Personal information
- Born: June 8, 1986 (age 39) Parksville, British Columbia, Canada
- Height: 6 ft 8 in (2.03 m)
- Weight: 310 lb (141 kg)

Career information
- High school: Ballenas
- College: South Carolina
- CFL draft: 2008: 1st round, 5th overall pick

Career history
- 2009–2010: BC Lions
- 2012–2013: Winnipeg Blue Bombers
- 2014–2018: Edmonton Eskimos

Awards and highlights
- Grey Cup champion (2015); CFL West All-Star (2016);
- Stats at CFL.ca

= Justin Sorensen =

Canadian football player (born 1986)

Justin Sorensen (born June 8, 1986) is a Canadian former professional football offensive lineman who played in the Canadian Football League (CFL). He was drafted by the BC Lions in the first round of the 2008 CFL draft and spent two years with the team before joining the Winnipeg Blue Bombers. After two seasons with the Blue Bombers, he signed as a free agent with the Edmonton Eskimos on February 11, 2014. He earned his first Grey Cup championship as a member of the 103rd Grey Cup champion Eskimos, starting at centre in both the West Final and Grey Cup. He played college football for the South Carolina Gamecocks.
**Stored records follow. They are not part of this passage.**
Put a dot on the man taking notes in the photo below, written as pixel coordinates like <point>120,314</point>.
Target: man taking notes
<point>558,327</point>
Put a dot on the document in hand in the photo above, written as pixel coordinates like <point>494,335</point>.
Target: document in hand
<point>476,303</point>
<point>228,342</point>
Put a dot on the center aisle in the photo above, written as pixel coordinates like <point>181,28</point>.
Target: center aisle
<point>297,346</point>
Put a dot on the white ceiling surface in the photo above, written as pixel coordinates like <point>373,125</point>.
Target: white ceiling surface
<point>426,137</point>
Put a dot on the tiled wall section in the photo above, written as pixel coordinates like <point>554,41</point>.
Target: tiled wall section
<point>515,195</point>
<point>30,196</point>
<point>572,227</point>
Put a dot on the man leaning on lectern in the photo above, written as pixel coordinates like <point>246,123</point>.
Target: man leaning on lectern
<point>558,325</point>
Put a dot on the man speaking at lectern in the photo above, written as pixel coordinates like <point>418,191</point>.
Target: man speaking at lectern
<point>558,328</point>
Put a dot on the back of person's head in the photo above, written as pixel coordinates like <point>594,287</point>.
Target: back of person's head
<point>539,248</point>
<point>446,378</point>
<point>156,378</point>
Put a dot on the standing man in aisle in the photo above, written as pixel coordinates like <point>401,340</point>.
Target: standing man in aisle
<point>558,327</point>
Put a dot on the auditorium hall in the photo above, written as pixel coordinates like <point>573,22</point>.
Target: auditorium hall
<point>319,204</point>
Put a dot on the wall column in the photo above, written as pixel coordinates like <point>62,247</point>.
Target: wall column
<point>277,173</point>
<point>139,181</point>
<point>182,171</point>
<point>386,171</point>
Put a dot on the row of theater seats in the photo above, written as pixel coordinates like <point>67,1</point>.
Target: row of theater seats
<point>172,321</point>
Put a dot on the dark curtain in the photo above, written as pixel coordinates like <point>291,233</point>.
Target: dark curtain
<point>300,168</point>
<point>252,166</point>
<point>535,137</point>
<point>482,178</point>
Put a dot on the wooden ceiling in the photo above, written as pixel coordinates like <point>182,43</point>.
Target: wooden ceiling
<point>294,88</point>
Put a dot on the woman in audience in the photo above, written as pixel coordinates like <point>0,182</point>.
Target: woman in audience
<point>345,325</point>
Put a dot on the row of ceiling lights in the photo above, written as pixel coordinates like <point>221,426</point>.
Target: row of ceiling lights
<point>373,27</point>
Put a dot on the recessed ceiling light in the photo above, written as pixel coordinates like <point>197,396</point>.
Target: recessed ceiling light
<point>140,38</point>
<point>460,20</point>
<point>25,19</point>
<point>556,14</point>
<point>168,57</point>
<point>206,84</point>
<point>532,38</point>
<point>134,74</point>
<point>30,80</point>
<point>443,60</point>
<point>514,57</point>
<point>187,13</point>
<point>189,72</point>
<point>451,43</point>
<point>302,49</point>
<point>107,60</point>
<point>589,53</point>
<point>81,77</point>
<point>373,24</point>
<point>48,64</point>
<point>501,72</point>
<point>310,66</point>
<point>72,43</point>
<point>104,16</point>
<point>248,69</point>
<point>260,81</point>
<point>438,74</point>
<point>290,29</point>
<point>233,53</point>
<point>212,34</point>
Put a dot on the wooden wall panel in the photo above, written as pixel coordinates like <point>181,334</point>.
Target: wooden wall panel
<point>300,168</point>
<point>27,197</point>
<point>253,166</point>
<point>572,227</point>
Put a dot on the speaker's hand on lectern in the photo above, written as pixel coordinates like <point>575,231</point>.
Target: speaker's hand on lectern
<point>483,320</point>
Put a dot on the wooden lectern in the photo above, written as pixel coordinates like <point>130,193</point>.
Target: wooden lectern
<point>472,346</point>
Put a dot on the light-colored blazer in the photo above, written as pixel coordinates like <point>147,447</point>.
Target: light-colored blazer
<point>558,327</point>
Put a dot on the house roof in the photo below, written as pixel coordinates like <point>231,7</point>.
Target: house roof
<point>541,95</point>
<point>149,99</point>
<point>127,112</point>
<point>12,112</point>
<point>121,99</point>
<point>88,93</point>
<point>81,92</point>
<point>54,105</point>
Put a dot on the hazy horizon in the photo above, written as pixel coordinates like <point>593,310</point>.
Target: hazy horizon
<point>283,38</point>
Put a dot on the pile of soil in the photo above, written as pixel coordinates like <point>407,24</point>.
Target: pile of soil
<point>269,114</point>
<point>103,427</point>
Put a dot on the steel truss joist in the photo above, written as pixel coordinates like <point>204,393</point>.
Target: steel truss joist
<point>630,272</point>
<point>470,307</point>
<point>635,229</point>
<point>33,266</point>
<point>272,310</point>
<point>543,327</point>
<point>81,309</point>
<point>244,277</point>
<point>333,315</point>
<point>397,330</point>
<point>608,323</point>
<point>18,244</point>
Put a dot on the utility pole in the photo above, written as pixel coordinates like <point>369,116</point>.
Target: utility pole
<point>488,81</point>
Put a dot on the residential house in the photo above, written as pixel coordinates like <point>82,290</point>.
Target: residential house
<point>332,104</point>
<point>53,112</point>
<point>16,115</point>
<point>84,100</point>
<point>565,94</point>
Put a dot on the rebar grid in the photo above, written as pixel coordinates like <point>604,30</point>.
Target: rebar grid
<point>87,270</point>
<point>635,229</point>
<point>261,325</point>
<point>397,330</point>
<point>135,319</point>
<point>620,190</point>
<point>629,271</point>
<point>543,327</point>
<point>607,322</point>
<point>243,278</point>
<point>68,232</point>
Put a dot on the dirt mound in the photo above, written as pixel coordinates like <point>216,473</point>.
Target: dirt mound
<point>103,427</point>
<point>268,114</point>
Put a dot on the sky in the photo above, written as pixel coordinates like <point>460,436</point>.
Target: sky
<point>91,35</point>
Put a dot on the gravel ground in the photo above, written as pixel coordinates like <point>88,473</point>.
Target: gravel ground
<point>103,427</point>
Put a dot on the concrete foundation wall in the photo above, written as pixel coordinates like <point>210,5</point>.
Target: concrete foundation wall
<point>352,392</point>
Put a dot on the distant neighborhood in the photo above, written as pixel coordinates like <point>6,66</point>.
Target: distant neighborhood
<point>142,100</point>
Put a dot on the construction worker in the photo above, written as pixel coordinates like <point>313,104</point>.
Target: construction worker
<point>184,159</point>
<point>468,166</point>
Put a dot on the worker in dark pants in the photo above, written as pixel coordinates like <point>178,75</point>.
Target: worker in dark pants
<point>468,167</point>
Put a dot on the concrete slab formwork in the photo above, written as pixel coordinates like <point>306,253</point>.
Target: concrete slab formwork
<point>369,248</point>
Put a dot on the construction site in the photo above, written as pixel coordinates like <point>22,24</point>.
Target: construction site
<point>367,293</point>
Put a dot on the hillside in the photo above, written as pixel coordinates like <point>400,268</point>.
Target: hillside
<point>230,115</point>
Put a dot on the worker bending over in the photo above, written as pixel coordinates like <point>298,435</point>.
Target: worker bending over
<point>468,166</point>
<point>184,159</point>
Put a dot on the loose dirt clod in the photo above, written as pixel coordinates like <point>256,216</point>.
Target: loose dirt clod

Sorensen attended Ballenas Secondary School, where he was co-team captain for the Ballenas Whalers football team. Justin was widely regarded as the top offensive lineman in BC High School Football and received heavy NCAA D1 interest. Justin was a two-way starter as the top offensive tackle in the league and a solid defensive lineman.